Dou um exemplo: se Ramalho Ortigão e Eça de Queiroz se levantassem da campa para dar às farpas um arranjo contemporâneo, não teriam para cima de uns poucos minutos de trabalho. Não seria preciso mudar mais que coroa por presidência. Os problemas e os atavismos e os imobilismos e a falta de imaginação e a ausência de coragem e a vulgaridade e a imbecilidade que reinavam há cento e vinte anos atrás, presidem agora, iguaizinhas.
A crítica feroz e gargalhante da Campanha Alegre adapta-se toda e inteira à vida política e literária e mediática e social do Século XXI português porque este é um país que não muda. Quando muito, repete-se.

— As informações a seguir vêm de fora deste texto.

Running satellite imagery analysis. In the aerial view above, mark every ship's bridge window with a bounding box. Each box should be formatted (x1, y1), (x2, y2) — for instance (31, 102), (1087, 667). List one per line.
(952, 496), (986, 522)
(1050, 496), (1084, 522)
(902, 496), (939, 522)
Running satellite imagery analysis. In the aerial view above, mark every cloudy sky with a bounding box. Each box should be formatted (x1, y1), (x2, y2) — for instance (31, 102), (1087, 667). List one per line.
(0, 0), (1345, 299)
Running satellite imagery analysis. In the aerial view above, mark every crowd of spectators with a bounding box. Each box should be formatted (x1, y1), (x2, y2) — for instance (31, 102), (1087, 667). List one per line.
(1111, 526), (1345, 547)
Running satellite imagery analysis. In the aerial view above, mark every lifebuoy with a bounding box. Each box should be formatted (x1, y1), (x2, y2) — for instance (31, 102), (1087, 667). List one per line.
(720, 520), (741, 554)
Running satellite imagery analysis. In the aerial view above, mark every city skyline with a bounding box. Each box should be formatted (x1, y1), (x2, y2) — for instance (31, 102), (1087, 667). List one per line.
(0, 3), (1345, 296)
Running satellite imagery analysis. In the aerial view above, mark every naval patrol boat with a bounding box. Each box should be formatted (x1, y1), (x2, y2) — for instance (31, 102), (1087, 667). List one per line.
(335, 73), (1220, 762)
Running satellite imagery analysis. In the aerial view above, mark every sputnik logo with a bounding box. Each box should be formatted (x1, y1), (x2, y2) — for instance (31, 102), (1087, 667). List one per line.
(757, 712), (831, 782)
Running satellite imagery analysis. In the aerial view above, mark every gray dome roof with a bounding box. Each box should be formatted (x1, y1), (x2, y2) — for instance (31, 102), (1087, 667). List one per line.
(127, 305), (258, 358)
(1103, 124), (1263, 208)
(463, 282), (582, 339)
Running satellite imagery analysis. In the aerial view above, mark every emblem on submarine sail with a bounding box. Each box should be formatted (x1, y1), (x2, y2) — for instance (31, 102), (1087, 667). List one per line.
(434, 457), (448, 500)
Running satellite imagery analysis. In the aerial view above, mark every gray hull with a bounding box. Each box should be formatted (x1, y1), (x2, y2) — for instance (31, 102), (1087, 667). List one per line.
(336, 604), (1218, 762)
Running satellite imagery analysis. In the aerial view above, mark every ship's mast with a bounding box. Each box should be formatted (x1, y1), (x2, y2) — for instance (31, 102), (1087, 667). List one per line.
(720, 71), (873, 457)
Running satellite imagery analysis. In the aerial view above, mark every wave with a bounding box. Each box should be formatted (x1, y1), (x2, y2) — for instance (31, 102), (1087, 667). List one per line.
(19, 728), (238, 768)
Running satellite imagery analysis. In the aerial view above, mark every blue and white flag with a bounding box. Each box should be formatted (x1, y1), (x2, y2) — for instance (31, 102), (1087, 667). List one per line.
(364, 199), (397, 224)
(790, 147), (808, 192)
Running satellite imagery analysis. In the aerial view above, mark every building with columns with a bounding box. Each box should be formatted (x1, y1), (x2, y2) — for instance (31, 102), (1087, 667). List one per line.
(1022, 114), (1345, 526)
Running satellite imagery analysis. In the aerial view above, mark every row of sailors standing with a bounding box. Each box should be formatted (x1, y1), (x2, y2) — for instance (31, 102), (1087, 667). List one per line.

O problema dos Descobrimentos, que também vem a propósito, foi substancialmente um problema de escala. O país de duzentas mil almas não tinha massa crítica e fôlego demográfico para uma coisa daquelas. Hoje, a primeira dificuldade da nação permanece essa mesma: continuamos a ser poucos e pequenos, continuamos a ser velhos, continuamos a ser pobres, marginais, insignificantes. O paradoxo aqui é que nenhum português nasce resignado à sua insignificância. Nenhum Português nasce para a marginalidade da sua geografia. Nenhum português nasce para ser um em nove milhões de reformados. Se Portugal fosse habitado por 60 milhões de navegadores, Portugal seria hoje a primeira nação do mundo.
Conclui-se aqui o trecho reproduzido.